The Reach of Abuse Extends Far Beyond the Home

The CDC classifies child abuse and neglect as a serious public health problem, one with consequences that extend across a lifetime and cost communities in ways that are both measurable and profound.

The total lifetime economic burden associated with child abuse and neglect in the United States was estimated at approximately $592 billion in 2018. The CDC notes that this rivals the cost of other high-profile public health problems, including heart disease and diabetes.

Beyond the economic toll, abuse reshapes children from the inside out. It can cause immediate physical injuries and long-term emotional and psychological damage. Children who experience maltreatment face higher lifetime risks for anxiety, depression, substance use, delayed brain development, lower educational attainment, and limited employment opportunities. The AAP notes that abuse can literally change the way a child’s brain develops, affecting how children learn, how they relate to others, and how they move through the world for decades to come.

Abuse Rarely Happens in Isolation

One of the most important things the research tells us is that child abuse almost never happens in a vacuum. The CDC identifies a network of individual, family, community, and societal risk factors that can increase the likelihood of abuse and neglect occurring.

Poverty plays a significant role. Rates of child abuse and neglect are five times higher for children in families with low socioeconomic status compared to those with higher incomes. Stress, lack of access to support systems, mental health challenges, and substance use can all compound risk. Parents who were themselves victims of abuse may find themselves caught in cycles they never chose and do not know how to break.

None of this excuses abuse. All of it explains why responding to it, and preventing it, requires more than individual action. It requires a community.

Prevention Belongs to Everyone

The approach to child abuse prevention is rooted in a clear principle: comprehensive strategies must address risk and protective factors at every level of society, including public health, government, education, and social services.
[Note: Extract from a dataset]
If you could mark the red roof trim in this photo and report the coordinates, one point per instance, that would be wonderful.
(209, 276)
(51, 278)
Effective prevention means modifying policies, practices, and behaviors, not just responding to crises after they occur.

The concept of relational health matters: the safe, stable, nurturing relationships that support a child’s growth and development. Children grow up in families. Families exist within communities. Communities reflect broader societal values. That means the conditions that protect children, or fail to protect them, are shaped by all of us.
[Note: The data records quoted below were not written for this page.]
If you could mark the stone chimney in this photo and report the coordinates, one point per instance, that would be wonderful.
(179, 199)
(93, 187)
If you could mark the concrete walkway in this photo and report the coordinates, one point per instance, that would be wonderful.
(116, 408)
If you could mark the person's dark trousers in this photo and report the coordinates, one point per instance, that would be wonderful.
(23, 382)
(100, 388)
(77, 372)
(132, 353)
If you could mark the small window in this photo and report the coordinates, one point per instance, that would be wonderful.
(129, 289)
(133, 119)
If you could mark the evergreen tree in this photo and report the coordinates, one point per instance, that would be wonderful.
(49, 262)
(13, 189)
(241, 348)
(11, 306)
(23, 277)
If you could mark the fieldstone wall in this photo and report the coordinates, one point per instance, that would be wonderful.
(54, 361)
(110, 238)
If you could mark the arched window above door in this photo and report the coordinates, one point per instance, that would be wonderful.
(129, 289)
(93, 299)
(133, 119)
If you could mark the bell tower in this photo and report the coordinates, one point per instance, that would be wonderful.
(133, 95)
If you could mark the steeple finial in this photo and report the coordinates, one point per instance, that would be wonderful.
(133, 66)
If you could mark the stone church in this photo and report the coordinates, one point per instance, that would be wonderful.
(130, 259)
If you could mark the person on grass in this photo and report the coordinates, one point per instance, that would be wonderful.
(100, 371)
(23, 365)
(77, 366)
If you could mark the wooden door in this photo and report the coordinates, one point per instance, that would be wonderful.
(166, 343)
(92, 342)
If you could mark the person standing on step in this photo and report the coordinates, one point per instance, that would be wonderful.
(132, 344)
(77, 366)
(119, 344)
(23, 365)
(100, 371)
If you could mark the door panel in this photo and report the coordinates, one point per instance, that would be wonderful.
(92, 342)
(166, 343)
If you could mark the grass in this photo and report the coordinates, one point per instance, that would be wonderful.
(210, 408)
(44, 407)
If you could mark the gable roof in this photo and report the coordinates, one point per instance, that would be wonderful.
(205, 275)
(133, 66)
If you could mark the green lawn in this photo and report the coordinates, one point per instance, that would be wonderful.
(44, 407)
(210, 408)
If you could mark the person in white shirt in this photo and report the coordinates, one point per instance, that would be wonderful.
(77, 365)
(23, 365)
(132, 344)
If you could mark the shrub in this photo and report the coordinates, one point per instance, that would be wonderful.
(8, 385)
When families have access to parenting resources, mental health support, economic stability, and trusted networks of care, children are safer. When those systems are absent or fractured, children are more vulnerable. Prevention, in other words, is a collective responsibility.
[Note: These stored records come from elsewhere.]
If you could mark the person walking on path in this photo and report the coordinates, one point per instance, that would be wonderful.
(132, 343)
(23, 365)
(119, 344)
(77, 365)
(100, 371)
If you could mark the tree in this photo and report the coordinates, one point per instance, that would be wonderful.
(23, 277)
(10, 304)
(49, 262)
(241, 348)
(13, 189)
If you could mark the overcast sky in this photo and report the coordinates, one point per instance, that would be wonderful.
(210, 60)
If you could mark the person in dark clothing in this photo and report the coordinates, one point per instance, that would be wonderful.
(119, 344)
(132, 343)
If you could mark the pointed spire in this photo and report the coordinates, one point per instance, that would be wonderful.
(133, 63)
What Kimberly’s Center Does and Why Community Makes It Possible

Kimberly’s Center for Child Protection is Marion County’s Children’s Advocacy Center. Since 1999, we have served child victims of abuse and neglect by providing forensic interviews, medical exams, trauma therapy, child advocacy, and prevention education, all at no cost to the families we serve.

That last part matters. Zero cost to families is only possible because of a community that has decided its children are worth the investment. Our funding comes from grants, donors, corporate partners, and organizations across Marion County that understand child protection is not someone else’s problem.

We also reach beyond the children who walk through our doors. Through our partnership with Marion County Public Schools, we bring evidence-based prevention education to every public school in the county, teaching children about body safety, trusted adults, and digital dangers. Last year, we reached more than 32,000 students and adults through those programs.

Intervention matters, and so does what happens before intervention is ever needed.

What You Can Do

The research is clear: communities that invest in child protection see real results. Communities that use the Children’s Advocacy Center model, like Kimberly’s Center, see an 87% higher rate of prosecuting child abuse cases. Early access to support changes outcomes. A child who is believed, heard, and helped early carries less of that weight for life.

You are part of the community that makes that possible. Whether you donate, volunteer, share resources, or simply talk openly about child safety with the families in your life, your involvement matters.

Child abuse is preventable, and prevention starts here in Marion County, with all of us.